Mark 15:21: “Then they compelled a certain man, Simon a Cyrenian, the father of Alexander and Rufus, as he was coming out of the country and passing by, to bear His cross.”
February 10th, 2022 by Pastor Ed in devotionalAfter Jesus was beaten and scourged, He was too weak to carry His cross, so the Roman guards randomly recruited a man named Simon out of the watching crowd. Simon was from a Jewish colony in Cyrene, Libya, which is in North Africa. We learn from Acts 6:9 and 13:1, that the Cyrenian Jews had a synagogue in Jerusalem. Mark adds that he was “the father of Alexander and Rufus,” which suggests that his children were well known to the church by the time the Gospel of Mark was written.

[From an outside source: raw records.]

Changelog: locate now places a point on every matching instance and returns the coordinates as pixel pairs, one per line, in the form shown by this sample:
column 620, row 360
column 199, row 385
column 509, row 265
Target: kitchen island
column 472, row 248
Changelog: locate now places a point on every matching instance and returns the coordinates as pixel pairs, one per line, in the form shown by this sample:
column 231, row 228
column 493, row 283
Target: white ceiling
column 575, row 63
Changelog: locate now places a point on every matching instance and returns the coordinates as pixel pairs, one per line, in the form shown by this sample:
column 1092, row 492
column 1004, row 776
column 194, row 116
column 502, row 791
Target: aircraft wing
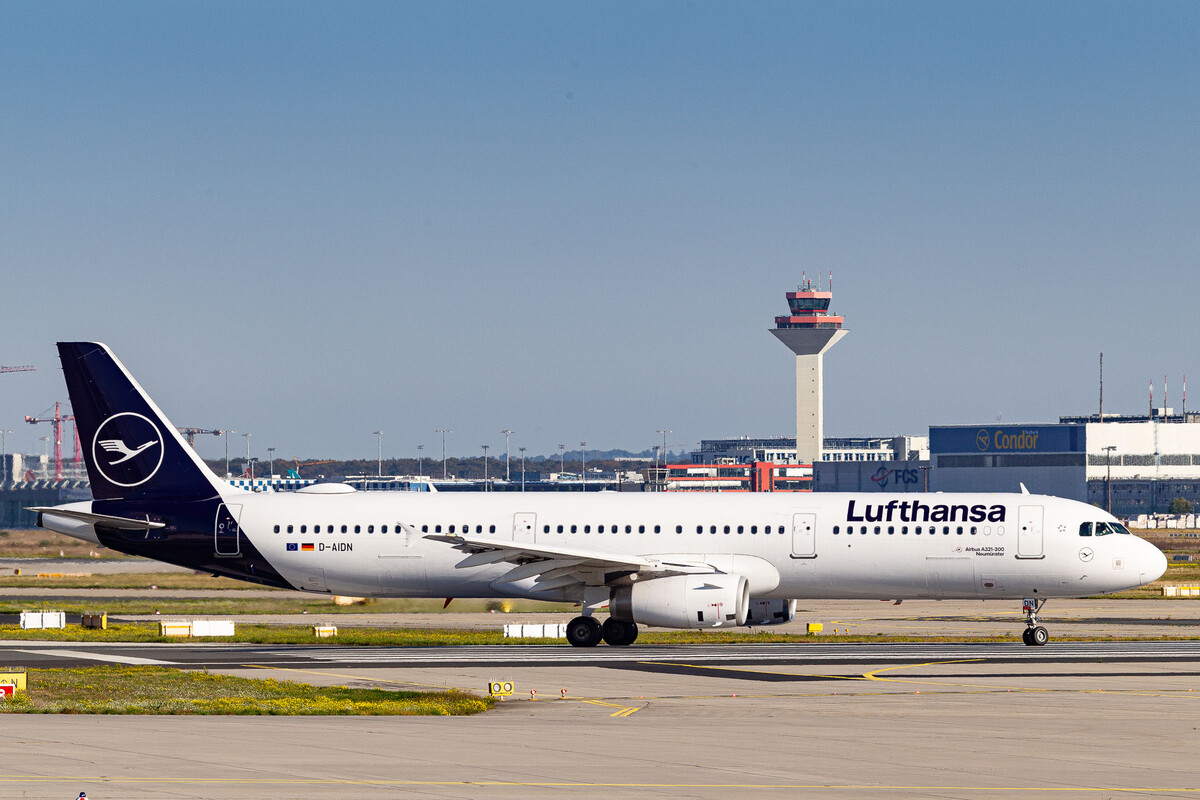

Simon played a fascinating role here because he was a Jewish pilgrim, coming to Jerusalem from 1000 miles away. Like other pilgrims who had come to Jerusalem at that time, he was there to confess his sins, ask God for forgiveness, and vow to return another year. But he found so much more. The real pilgrimage was not to Jerusalem but to Calvary. Simon became a Messianic pilgrim as he carried the cross of the Lamb of God, and witnessed the sacrifice and shedding not of the imperfect blood of a sacrificial animal, but the perfect blood of the once-and-for-all sacrificial Savior. Simon began as a passerby and reluctant eyewitness, but, by God’s grace and design, he became a participant and ultimately a believer.
There is another true story of an eyewitness who became a believer. British reporter Henry Morton Stanley was sent to Africa by his newspaper editor to find the missing Scottish, medical missionary, David Livingstone. Stanley was the one who famously said, when he finally found him: “Dr. Livingstone, I presume.” The life and witness of Livingstone changed Stanley’s life; he said:
In 1871 I went to Africa as prejudiced as the biggest atheist in London. But there came for me a long time for reflection. I was out there, away from a worldly world. I saw a solitary old man there, and asked, “Why on earth does he stop here? Is he cracked, or what? What is it that inspires him?” For months after we met I found myself listening to him, wondering at him, as he carried out all that was said in the Bible: “Leave all that ye have and follow me.” But little by little his sympathy became contagious. Seeing his piety, his gentleness, his zeal, his earnestness, and how quietly he did his duty, I was converted by him, though he had not tried to do it.1
“LORD, make our lives today a clear enough witness that someone might see You in us and find salvation.”
1W. Graham Scroggie, Is the Bible the Word of God (Philadelphia: The Sunday School Times Company, 1922), p. 92.